Mayor Rahm Emanuel is blaming his city's murder rate on what he calls "the chilling effects of high-profile protests against police brutality and officers' fear of cell phone videos of their actions going viral," according to CNN.
"We have allowed our police department to get fetal and it is having a direct consequence," Emanuel said last week at a meeting of the nation's top law-enforcement officers and elected officials, the Washington Post reported. "They have pulled back from the ability to interdict … they don't want to be a news story themselves, they don't want their career ended early, and it's having an impact."
Emanuel became the latest in a string of leaders who claim that law-enforcement officers are under siege as protests over police violence have resulted in a "torrent of anti-police rhetoric and a string of deadly attacks against officers," fueling crime in many American cities, the report says.
The protests come in the aftermath of high-profile police-involved killings of unarmed black men and women in cities across the nation, including Michael Brown in Ferguson, Mo., and Eric Garner in New York City, whose death was recorded on a cellphone video that went viral.

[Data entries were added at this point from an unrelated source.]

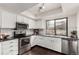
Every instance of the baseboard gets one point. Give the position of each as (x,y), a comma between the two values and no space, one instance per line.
(47,49)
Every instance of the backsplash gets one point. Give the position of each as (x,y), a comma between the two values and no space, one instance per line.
(8,32)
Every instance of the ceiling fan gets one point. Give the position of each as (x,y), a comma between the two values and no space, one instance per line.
(40,9)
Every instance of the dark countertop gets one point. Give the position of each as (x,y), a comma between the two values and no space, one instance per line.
(12,38)
(62,37)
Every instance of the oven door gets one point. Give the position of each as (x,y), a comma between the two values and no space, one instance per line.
(24,42)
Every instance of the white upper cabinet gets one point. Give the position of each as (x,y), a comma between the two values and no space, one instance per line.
(26,20)
(0,48)
(32,24)
(20,19)
(8,20)
(38,24)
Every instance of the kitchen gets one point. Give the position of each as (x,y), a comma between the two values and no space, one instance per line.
(53,27)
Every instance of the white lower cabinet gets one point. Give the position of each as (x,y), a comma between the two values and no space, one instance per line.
(47,42)
(10,47)
(33,41)
(56,44)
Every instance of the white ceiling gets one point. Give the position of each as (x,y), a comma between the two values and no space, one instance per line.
(50,9)
(16,7)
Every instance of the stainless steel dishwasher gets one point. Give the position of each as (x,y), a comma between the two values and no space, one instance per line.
(70,46)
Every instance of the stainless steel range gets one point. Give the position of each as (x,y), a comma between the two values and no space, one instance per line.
(24,44)
(24,40)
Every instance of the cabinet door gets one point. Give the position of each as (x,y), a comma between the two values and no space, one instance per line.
(33,41)
(26,20)
(65,47)
(31,24)
(8,20)
(56,44)
(10,47)
(0,48)
(20,18)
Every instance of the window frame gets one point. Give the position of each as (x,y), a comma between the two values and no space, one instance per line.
(55,26)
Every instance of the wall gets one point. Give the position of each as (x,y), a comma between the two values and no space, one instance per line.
(78,24)
(72,21)
(7,31)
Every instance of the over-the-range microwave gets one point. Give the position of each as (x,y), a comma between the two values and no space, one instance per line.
(21,26)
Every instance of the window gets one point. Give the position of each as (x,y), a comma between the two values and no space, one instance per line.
(57,27)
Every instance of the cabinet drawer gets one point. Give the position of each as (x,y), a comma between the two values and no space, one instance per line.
(10,52)
(10,42)
(6,47)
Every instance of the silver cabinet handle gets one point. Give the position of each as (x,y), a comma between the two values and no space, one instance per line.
(11,46)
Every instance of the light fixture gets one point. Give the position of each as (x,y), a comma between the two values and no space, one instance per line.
(41,7)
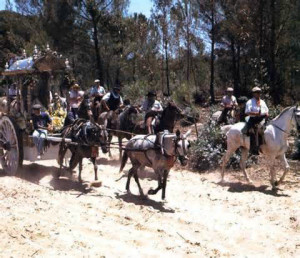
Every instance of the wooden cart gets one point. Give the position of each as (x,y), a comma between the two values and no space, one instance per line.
(32,79)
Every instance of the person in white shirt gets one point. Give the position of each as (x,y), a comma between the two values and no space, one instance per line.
(257,110)
(97,90)
(151,107)
(75,98)
(228,103)
(113,100)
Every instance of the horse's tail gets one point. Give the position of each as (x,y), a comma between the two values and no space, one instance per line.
(225,128)
(124,160)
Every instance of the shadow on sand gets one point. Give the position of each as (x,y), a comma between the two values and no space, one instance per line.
(34,173)
(110,162)
(138,200)
(238,187)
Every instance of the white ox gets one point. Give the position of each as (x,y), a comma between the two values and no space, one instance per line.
(275,146)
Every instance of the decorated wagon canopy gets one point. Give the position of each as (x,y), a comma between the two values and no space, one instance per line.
(40,62)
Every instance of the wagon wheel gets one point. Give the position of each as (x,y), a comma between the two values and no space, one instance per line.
(10,146)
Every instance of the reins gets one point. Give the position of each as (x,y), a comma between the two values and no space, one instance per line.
(276,126)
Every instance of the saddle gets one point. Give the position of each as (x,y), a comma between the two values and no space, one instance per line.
(256,134)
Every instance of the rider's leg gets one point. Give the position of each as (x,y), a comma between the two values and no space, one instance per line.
(149,125)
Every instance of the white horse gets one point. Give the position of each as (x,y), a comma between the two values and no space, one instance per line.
(274,147)
(158,152)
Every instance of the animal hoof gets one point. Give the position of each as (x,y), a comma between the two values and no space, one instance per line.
(144,197)
(151,192)
(250,182)
(222,182)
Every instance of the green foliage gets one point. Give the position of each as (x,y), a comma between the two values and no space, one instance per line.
(183,94)
(135,91)
(209,148)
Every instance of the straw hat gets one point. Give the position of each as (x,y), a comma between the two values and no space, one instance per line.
(36,106)
(256,89)
(75,86)
(151,94)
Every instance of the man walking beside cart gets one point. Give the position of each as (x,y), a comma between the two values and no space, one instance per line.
(42,123)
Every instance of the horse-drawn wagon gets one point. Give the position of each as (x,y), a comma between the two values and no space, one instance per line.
(29,81)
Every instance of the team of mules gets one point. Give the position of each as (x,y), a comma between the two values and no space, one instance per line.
(95,129)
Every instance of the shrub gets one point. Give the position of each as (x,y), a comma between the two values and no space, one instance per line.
(208,148)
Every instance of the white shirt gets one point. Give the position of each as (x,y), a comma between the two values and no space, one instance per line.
(98,91)
(156,106)
(226,100)
(75,94)
(12,92)
(107,96)
(253,106)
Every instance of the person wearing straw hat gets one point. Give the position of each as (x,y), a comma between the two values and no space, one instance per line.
(113,100)
(42,123)
(152,108)
(97,90)
(75,98)
(228,103)
(256,110)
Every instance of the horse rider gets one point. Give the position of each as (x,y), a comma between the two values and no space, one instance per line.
(97,90)
(12,92)
(241,115)
(112,100)
(257,111)
(228,103)
(42,123)
(152,108)
(75,97)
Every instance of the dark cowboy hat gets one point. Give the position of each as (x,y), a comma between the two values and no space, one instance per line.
(36,106)
(117,87)
(151,93)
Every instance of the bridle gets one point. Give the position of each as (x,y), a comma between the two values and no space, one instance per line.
(293,116)
(177,153)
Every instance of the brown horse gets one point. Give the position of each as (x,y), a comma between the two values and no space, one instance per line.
(166,121)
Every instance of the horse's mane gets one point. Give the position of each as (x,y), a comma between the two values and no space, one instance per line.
(282,113)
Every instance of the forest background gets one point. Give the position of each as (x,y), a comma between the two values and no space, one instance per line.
(189,49)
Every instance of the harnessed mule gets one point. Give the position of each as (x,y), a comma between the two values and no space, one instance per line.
(158,152)
(274,147)
(86,138)
(166,121)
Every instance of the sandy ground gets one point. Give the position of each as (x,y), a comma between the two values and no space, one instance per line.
(44,217)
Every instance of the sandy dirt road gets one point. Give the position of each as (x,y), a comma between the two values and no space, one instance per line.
(44,217)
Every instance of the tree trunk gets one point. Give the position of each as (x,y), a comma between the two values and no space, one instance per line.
(274,92)
(212,55)
(97,51)
(167,66)
(188,65)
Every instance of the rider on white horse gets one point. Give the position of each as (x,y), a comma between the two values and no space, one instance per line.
(228,103)
(151,107)
(257,111)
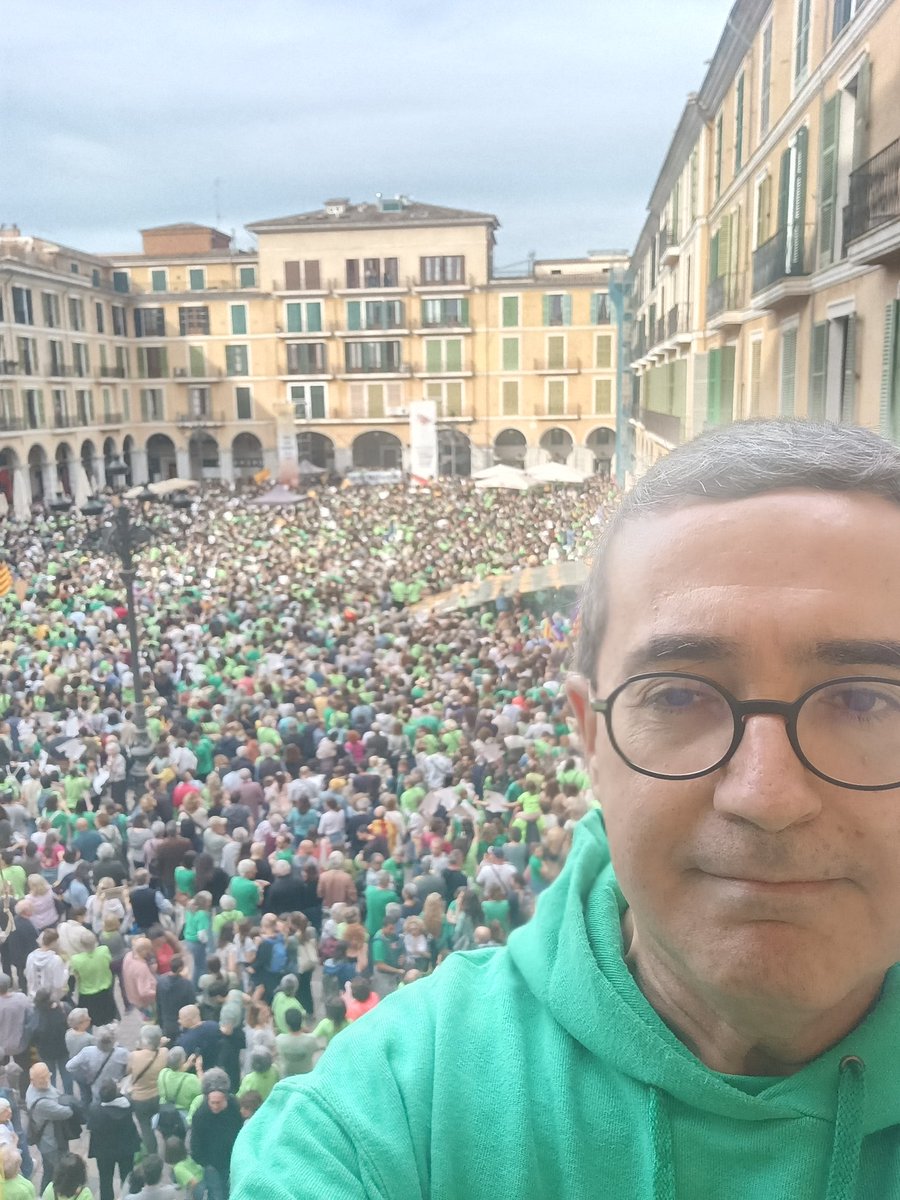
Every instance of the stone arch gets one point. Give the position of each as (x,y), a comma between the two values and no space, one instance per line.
(509,448)
(377,450)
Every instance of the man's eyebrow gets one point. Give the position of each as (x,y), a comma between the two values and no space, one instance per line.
(863,652)
(683,647)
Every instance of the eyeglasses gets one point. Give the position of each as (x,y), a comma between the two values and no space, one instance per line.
(683,726)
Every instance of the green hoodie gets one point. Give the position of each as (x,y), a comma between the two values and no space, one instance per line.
(541,1072)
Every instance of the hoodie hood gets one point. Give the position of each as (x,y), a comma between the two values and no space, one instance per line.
(571,957)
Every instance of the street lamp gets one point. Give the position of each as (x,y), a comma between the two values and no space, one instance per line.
(124,537)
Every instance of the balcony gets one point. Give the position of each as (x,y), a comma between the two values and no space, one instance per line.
(201,419)
(871,220)
(544,366)
(667,427)
(781,268)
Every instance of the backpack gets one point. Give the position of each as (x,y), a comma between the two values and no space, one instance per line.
(279,961)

Still, Emanuel's claim fails to address crime numbers in Chicago, which in 2012 was dubbed the "murder capital" of the U.S., a label that came long before protests erupted over police violence.
Further, FBI 2014 statistics released last month showed that Chicago had 411 killings, more than New York City's 333 murders and Los Angeles' 260 murders, the report says. Chicago has a smaller population than both of those cities.